На наш бедовый курс я попал в дополнительном наборе, то есть глубокой осенью, когда уже все учились. Никому и ничего в Риге не сказав (кроме родителей, разумеется ), я прогулял занятия в университете и съездил на несколько дней в Москву. Меня приняли. Мечта исполнилась со второй попытки. Со второй, потому что летом, на основных экзаменах, меня не взяли: я провалил этюды, четвертый тур. Этюд назывался “ прием у секретаря комсомольской организации ”. К секретарю все должны были приходить со своими комсомольскими нуждами. Я никакой нужды так и не придумал, и меня подхватила будущая моя партнерша по танцам Лена Санько и повлекла к секретарю. Она яростно отчитывала меня за паршивое поведение, прогулы и неуспеваемость и, таким образом, занимала в этюде позицию активную и выигрышную, она успела все показать: и темперамент, и искреннее возмущение. Моя же неуспеваемость была полной, я не успел ничего в этюде показать и назавтра своей фамилии в списках прошедших на общеобразовательные экзамены не нашел. В тоске и трансе я вернулся в Ригу, напрягся и поступил в университет, сдав экзамены на все пятерки. Мама долго хранила крохотную вырезку из газеты “Советская Латвия”, в которой сообщалось, что мое сочинение вместе с еще одним было при–
знано лучшим во всей (представляете!) республике. Мое тщеславие это не тешило, я артистом хотел быть. Шли годы. Шли и прошли. Теперь я хочу стать писателем, теперь наоборот, теперь уже мои артистические успехи, если они случаются, совсем не тешат мое самолюбие, мне теперь приятно, если меня похвалят за написанное, а не сыгранное. “Я играл Гамлета или Чацкого ”,— гордо говорят артисты. Ну так это же играл! Играл — и только. Видно, наступил момент, когда хочется не играть, а быть.

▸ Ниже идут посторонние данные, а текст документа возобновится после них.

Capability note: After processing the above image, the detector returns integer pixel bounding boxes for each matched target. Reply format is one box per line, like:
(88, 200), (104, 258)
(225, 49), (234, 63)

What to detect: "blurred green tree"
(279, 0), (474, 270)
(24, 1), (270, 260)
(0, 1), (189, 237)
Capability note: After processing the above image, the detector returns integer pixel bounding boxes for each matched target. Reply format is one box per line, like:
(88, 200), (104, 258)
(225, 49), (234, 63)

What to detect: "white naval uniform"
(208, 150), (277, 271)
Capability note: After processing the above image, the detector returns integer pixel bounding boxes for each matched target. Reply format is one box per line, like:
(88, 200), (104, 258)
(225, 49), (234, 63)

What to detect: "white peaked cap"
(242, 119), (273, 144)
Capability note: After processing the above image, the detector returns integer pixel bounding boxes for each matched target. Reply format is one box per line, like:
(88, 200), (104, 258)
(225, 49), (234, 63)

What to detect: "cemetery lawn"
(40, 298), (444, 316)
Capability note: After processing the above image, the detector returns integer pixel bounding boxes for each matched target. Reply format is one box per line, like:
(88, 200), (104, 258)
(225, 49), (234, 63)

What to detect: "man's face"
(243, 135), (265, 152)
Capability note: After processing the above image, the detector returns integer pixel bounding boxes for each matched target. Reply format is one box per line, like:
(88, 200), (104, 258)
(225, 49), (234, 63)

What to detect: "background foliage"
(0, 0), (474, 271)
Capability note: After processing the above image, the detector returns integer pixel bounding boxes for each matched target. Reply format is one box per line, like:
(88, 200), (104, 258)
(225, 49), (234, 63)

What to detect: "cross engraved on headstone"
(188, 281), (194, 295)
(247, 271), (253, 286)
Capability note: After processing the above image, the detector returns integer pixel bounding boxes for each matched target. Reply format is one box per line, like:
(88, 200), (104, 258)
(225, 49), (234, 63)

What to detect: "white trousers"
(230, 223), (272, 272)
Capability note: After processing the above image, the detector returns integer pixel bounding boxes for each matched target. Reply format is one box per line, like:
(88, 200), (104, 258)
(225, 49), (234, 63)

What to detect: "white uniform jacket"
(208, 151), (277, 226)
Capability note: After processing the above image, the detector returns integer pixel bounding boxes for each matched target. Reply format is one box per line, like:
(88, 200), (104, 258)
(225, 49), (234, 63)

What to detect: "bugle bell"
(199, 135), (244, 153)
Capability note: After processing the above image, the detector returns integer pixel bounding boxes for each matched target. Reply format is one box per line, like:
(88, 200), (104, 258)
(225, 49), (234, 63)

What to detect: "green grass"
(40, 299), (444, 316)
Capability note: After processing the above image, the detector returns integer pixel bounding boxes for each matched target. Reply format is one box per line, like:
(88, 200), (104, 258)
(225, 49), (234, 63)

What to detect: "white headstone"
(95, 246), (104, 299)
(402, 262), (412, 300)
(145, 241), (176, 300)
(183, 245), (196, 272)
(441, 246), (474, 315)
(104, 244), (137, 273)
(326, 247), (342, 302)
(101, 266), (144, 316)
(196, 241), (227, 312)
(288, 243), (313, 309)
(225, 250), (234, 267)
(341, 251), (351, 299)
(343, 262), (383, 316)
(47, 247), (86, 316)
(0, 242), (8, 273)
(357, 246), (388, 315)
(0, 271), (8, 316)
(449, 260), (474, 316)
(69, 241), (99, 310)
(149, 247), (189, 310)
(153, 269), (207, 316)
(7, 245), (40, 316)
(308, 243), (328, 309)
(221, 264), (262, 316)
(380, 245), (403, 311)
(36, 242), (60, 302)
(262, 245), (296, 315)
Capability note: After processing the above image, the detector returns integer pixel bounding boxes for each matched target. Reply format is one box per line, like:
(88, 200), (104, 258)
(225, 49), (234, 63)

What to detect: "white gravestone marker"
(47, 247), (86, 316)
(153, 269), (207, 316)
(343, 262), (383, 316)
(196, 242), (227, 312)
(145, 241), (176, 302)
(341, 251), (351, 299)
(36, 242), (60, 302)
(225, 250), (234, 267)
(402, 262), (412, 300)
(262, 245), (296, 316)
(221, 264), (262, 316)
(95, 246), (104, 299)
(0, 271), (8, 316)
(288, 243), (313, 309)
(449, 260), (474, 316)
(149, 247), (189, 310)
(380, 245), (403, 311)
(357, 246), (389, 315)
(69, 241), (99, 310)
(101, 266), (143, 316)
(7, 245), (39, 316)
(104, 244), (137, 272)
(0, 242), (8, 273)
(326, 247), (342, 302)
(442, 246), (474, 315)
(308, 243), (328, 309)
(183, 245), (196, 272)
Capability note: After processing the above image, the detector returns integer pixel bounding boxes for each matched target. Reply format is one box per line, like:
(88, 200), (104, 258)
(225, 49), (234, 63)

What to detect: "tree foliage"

Игра театральная, как и всякая игра, становится чем–то вроде хобби, увлечения . Можно и поиграть, конечно, но сочинять музыку или писать прозу кажется сегодня важнее. Но тогда... быть артистом во что бы то ни стало — это раскаленная страсть, которую можно погасить только одним — стать артистом. И вот дополнительный набор, о котором мне сообщили телеграммой в Ригу и телефонным звонком — Владимир Георгиевич Шлезингер, первый, кто меня прослушивал, и руководитель курса Вера Константиновна Львова. Они меня запомнили и вызвали. О счастье! И я еду и поступаю. А вместе со мной еще два человека, один из них Кайдановский, другая — Нина Русланова. Читаю я “Братскую ГЭС” Евгения Евтушенко, отрывки из нее тогда все читали. “Никогда, никогда... коммунары не будут рабами! ” — кричу я комиссии в знобящем коммунистическом восторге. А басня у меня — “Лжец ” Крылова. И одно, этакой тайной насмешкой, дополняет другое. “Лжец ”,— шепчет судьба яростному проповеднику коммунизма. Но главное на приемных экзаменах — это не куда направлен темперамент, а есть ли он вообще. У меня его обнаружили, ну и хорошо. Теперь мне дают комнату в общежитии, точнее, место в ней, и я начинаю учиться .

Курс и вправду бедовый. И большой — сорок пять человек.